姜科,俗称螺旋姜科,由大约 120 种分布在南美、非洲和东南亚热带地区的物种组成,其中一些物种具有重要的观赏、药用和生态价值。以前使用核内部转录间隔区(ITS)和叶绿体基因组片段数据对姜科的系统发育和分类学进行的研究分辨率较低。此外,姜科完整叶绿体基因组的结构、变异和分子进化仍不清楚。本研究综合分析了包括 8 个新测序和 5 个来自 NCBI GenBank 数据库的 13 个姜科完整叶绿体基因组,代表了该科的三个分布区域,以进行比较基因组学和系统发育关系研究。

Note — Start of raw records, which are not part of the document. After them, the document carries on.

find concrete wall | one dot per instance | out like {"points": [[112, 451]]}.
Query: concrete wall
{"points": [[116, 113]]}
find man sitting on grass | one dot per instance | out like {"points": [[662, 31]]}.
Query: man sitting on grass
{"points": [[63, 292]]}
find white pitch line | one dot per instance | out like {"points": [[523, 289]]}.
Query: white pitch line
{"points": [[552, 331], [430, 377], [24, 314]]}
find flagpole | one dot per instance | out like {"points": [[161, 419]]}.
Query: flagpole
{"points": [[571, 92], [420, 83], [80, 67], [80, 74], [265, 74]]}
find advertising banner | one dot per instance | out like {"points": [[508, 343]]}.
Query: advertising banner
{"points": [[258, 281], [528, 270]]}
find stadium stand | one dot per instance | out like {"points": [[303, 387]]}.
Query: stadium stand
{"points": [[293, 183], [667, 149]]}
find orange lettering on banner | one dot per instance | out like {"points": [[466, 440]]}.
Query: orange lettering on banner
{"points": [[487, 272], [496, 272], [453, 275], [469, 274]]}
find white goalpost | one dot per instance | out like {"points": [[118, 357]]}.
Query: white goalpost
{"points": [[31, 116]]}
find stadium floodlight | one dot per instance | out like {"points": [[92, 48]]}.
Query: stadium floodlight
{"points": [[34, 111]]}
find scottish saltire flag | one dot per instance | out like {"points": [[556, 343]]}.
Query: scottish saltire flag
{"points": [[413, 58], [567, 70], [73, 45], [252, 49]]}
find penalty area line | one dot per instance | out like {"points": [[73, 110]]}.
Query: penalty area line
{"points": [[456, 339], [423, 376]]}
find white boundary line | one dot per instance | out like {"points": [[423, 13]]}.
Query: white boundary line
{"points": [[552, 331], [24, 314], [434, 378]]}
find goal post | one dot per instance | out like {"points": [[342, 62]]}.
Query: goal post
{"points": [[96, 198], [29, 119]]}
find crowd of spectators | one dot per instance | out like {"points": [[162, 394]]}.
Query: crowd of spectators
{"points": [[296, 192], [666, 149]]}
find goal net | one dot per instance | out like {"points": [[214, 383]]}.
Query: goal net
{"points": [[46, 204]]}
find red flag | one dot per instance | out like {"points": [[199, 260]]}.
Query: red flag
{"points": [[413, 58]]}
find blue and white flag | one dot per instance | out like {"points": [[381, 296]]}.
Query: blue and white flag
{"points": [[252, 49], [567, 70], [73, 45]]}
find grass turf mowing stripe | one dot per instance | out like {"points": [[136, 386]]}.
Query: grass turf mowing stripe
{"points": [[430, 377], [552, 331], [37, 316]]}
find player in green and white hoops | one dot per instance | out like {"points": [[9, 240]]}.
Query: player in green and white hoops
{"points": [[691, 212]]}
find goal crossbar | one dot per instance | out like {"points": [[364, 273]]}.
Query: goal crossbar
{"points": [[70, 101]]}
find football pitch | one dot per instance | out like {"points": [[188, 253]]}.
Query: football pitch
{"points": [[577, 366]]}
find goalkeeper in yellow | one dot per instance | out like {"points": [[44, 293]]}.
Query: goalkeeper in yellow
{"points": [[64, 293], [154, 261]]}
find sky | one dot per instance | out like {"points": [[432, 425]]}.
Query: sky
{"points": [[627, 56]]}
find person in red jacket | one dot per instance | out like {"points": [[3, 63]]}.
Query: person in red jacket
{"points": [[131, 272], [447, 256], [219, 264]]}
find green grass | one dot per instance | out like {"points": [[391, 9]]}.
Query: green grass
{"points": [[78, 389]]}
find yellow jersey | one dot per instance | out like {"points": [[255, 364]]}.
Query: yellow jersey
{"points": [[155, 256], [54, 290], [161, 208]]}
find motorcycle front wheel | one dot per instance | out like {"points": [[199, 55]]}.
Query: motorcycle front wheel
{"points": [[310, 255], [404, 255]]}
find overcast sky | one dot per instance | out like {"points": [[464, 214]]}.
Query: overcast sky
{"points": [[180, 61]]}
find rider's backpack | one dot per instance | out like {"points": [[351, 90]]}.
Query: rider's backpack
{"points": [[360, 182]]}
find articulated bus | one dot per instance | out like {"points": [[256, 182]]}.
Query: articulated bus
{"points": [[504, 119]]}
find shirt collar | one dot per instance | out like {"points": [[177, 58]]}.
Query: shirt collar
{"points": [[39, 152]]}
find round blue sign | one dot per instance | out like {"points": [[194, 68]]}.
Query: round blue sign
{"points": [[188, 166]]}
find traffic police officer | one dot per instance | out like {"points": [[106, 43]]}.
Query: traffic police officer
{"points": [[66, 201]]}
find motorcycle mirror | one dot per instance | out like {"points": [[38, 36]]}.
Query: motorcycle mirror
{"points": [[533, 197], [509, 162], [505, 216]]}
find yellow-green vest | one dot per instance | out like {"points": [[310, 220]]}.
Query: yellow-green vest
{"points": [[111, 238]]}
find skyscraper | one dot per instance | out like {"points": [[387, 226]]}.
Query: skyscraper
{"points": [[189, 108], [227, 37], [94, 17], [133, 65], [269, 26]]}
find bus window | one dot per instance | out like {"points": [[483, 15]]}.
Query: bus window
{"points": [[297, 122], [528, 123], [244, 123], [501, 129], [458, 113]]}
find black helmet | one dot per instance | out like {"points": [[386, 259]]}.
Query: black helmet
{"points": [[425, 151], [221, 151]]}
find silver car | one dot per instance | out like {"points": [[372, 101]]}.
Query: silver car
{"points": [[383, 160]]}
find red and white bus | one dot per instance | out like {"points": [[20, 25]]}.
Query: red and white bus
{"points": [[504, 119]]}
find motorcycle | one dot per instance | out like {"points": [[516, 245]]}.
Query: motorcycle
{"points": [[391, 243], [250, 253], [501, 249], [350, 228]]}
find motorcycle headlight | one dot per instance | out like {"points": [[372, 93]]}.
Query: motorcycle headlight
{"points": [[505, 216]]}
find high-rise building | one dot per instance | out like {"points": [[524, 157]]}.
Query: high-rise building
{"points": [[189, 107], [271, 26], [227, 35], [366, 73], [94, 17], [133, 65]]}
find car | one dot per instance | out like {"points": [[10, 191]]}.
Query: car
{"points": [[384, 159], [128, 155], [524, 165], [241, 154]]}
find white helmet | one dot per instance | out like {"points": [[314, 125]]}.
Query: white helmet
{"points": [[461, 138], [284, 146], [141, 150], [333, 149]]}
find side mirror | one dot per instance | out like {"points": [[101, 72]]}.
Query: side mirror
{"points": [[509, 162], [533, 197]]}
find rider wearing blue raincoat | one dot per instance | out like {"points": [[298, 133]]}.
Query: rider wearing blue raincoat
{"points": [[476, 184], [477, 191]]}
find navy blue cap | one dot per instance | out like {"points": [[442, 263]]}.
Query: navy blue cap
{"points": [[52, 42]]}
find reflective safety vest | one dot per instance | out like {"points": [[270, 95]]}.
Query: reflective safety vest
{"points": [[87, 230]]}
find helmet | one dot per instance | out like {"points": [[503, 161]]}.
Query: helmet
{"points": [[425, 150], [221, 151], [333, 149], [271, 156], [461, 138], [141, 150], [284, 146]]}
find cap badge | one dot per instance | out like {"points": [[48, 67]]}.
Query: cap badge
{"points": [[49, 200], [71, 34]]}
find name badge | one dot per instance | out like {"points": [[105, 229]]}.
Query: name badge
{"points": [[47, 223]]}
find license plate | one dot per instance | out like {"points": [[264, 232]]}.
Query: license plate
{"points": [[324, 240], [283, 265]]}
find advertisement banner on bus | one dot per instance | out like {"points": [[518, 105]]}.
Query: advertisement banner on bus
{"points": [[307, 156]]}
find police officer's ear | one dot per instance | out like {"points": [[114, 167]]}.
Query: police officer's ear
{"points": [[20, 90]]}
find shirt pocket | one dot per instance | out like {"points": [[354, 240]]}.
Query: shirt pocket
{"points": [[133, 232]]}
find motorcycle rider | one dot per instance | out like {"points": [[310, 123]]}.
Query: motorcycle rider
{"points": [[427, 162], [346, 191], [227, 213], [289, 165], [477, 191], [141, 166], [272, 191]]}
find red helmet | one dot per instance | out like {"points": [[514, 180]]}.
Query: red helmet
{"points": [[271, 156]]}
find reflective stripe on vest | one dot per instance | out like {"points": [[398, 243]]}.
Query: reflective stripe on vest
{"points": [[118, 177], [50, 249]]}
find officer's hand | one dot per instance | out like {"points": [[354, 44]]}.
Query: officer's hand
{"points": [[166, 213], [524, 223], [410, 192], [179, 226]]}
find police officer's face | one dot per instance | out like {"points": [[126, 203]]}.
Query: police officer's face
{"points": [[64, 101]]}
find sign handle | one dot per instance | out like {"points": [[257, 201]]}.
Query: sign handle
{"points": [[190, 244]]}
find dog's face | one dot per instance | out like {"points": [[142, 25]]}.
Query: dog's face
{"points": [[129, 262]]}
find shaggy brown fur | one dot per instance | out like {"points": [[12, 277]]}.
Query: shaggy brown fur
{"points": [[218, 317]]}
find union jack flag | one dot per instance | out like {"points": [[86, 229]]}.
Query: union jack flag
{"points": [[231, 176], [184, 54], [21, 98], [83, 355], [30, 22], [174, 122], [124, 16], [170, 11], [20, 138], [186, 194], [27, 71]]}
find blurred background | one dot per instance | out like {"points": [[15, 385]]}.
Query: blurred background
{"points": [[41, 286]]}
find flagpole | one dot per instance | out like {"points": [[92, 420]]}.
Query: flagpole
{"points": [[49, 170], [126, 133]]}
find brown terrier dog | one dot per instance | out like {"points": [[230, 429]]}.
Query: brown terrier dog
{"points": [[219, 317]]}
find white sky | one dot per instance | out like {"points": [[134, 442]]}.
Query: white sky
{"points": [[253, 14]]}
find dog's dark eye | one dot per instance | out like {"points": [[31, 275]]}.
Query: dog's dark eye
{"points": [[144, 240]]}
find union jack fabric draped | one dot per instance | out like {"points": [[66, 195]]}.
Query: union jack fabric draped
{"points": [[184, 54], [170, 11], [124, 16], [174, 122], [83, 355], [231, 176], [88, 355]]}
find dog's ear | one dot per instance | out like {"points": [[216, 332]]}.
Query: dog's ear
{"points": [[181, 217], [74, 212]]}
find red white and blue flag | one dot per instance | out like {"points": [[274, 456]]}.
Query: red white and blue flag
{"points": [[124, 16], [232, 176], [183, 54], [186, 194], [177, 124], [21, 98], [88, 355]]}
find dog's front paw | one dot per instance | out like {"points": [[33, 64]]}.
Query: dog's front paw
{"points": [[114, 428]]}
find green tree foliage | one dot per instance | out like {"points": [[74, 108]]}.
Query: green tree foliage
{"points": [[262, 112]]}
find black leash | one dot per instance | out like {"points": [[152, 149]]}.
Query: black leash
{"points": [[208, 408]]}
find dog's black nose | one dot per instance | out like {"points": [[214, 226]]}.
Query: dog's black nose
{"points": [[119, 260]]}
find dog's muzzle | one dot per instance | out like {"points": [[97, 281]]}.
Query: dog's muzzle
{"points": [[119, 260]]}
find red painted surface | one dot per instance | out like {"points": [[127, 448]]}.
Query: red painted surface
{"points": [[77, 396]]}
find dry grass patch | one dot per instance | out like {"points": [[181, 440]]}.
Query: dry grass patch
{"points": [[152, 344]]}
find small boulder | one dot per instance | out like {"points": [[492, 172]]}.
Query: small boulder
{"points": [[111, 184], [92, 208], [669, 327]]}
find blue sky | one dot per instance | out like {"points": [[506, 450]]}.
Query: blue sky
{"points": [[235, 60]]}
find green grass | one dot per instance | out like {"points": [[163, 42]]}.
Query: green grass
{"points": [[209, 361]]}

姜科的 13 个完整叶绿体基因组具有典型的四分体结构,长度为 166360-168966bp,包括一个大的单拷贝(LSC,90802-92189bp)、一个小的单拷贝(SSC,18363-20124bp)和一对反向重复(IRs,27982-29203bp)。这些基因组编码了 111-113 个不同的基因,包括 79 个蛋白编码基因、4 个 rRNA 基因和 28-30 个 tRNA 基因。姜科内的基因排列、基因含量、氨基酸频率和密码子使用高度保守,但在 13 个基因组中也发现了一些内含子缺失、长重复、简单重复序列(SSRs)和基因扩展的变化,发生在 IR/SC 边界处。姜科内的比较基因组学确定了五个高度分化的区域,包括 ndhF、ycf1-D2、ccsA-ndhD、rps15-ycf1-D2 和 rpl16-exon2-rpl16-exon1。五个组合 DNA 区域(ycf1-D2+ndhF、ccsA-ndhD+rps15-ycf1-D2、rps15-ycf1-D2+rpl16-exon2-rpl16-exon1、ccsA-ndhD+rpl16-exon2-rpl16-exon1 和 ccsA-ndhD+rps15-ycf1-D2+rpl16-exon2-rpl16-exon1)可作为未来姜科系统发育分析和物种鉴定的潜在标记。在八个蛋白编码基因中发现了正选择,包括 cemA、clpP、ndhA、ndhF、petB、psbD、rps12 和 ycf1。使用叶绿体基因组序列进行的最大似然法和贝叶斯系统发育树一致地揭示了姜科物种之间高度支持的相同树拓扑结构。姜科分为三个分支,包括亚洲分支、姜属分支和南美分支。Tapeinochilos 是 Hellenia 的姐妹群,而 Parahellenia 是与 Tapeinochilos+Hellenia 聚类的姐妹群,在亚洲分支中得到了强烈的支持。分子钟的结果表明,姜科的冠层年龄约为 30.5 Mya(95%HPD:14.9-49.3 Mya),然后在 23.8 Mya(95%HPD:10.1-41.5 Mya)左右开始分化为姜属分支和亚洲分支。亚洲分支分化为 Hellenia 和 Parahellenia 约在 10.7 Mya(95%HPD:3.5-25.1 Mya)。
完整的叶绿体基因组可以解决姜科的系统发育关系,并提供对基因组结构、变异和进化的新见解。鉴定的 DNA 分化区域将有助于姜科的物种鉴定和系统发育推断。